The agency said it was acting in accordance with Secretary of the Interior Doug Burgum’s order this week to weed out any policies that give preferential treatment to wind and solar. While the de-designation will not affect existing leases, the decision makes permanent the temporary pause on offshore wind leases Trump issued via an executive order on his first day in office in January.
In May, Energy Secretary Chris Wright issued an emergency order directing the utility Consumers Energy to keep Michigan’s J.H. Campbell coal plant operating for another 90 days, through August 20, to meet surging electricity demand on the Midwest’s grid. In a public filing as part of its quarterly earnings announced Thursday, Consumers Energy named the price of complying with the administration's order so far: $29 million. And that’s just the cost of operating the plant through June 30. The company said it plans to recoup the cost from ratepayers. The filing did not indicate what the total cost would be for the full three-month period.
Even before Trump returned to office, coal plant retirements were slowing.
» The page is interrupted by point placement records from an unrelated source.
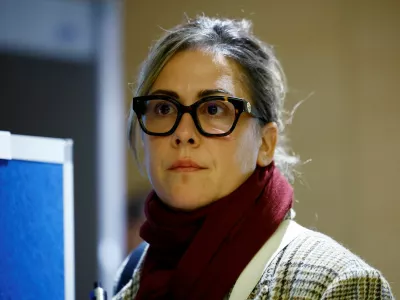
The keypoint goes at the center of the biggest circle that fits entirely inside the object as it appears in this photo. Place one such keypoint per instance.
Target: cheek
(246, 149)
(153, 148)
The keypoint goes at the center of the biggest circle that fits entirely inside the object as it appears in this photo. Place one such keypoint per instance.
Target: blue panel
(31, 230)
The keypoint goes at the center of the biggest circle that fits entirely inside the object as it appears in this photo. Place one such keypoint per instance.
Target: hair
(234, 39)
As Heatmap’s Matthew Zeitlin wrote last year, “Coal and gas were being retired so steadily over the past 20 years not just because plants were aging, but also because power use was essentially flat from the early 2000s through, essentially, yesterday. This meant that older plants — especially dirty coal plants — became uneconomic to run, especially as natural gas prices began to fall.” Coal plant retirements dropped last year to their lowest level since 2011, according to the Energy Information Administration, though at least as of February they were projected to increase this year again by 65%.
Of all the small modular reactors competing for a shot in the West’s ballyhooed nuclear renaissance, GE-Hitachi Nuclear Energy’s 300-megawatt model is among the most promising. Ontario’s public utility just broke ground on what could be the world’s first BWRX-300s. The Tennessee Valley Authority has plans to build the second set. And Finland, Sweden, Estonia, and Poland are all considering buying their own. Add Hungary to that list. Piggybacking off the Polish project, Hungary on Wednesday signed a letter of intent with Poland’s Synthos Green Energy to back construction of up to 10 BWRX-300 reactors, the U.S. Embassy in Hungary announced. “This is American engineering at its best — the kind of trusted technology that reflects the strength, reliability, and excellence of the American industrial base,” Chargé d’Affaires Robert Palladino said in a speech at the signing event.
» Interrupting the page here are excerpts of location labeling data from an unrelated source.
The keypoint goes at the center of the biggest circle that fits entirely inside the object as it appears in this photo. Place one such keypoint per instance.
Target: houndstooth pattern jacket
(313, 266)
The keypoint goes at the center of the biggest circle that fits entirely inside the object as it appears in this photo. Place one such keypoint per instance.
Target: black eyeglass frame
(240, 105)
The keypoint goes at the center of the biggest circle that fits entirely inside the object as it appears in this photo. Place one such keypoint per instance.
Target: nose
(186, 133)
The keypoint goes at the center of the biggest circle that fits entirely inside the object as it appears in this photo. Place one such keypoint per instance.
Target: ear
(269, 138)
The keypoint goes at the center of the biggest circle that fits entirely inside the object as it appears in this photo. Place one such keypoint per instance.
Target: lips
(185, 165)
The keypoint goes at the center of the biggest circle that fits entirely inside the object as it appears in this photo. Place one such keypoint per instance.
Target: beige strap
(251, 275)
The move comes as the U.S. looks to broaden its grip on Europe’s nuclear sector. Westinghouse, the legendary American nuclear developer behind the only two new reactors built from scratch in a generation in the U.S., is building Poland’s first atomic power station. Earlier this week, Slovakia skipped its competitive bidding process and picked Westinghouse to construct its next nuclear plant. But after struggling to build its own reactors at home, the U.S. has to prove it can deliver on the deals.
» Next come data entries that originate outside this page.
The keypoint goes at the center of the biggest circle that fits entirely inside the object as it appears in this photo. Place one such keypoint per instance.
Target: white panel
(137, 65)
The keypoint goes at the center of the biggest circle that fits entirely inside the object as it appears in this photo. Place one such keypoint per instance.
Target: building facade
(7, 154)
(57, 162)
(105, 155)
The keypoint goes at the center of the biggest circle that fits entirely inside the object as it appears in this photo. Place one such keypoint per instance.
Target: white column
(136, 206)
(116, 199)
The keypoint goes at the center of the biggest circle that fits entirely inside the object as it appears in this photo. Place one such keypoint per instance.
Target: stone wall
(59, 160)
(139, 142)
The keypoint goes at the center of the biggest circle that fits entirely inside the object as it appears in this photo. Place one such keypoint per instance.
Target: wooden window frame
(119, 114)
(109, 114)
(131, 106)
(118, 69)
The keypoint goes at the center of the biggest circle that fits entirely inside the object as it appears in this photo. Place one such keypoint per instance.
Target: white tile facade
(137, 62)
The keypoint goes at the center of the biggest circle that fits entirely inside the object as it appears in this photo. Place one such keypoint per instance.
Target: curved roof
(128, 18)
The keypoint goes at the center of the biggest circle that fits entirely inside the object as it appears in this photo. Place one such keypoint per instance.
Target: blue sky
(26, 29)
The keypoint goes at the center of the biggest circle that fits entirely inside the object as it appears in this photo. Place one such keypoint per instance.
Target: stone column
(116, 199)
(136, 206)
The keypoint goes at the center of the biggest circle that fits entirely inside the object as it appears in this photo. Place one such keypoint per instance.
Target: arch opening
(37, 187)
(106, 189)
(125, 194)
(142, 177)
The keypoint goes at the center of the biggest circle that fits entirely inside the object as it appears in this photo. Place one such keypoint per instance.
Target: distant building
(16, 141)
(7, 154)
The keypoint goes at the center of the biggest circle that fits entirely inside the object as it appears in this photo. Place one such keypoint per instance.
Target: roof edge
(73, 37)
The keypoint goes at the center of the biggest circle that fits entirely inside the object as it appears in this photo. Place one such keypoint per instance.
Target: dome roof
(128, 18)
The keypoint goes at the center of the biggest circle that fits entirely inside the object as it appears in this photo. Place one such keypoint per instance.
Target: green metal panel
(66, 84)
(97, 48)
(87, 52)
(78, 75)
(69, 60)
“Wind farms: Loud, ugly, harmful to nature. Who says that? These giants are standing tall against fossil fuels, rising up out of the ocean like a middle finger to CO2,” Samuel L. Jackson says in a new minute-long TV commercial from Swedish wind giant Vattenfall advertising seaweed snacks from aquatic crops grown on the artificial reefs around the behemoth turbine foundations. It may be one of the most defiant, if expletive-laden, defenses made yet of the industry the Trump administration is bent on drowning.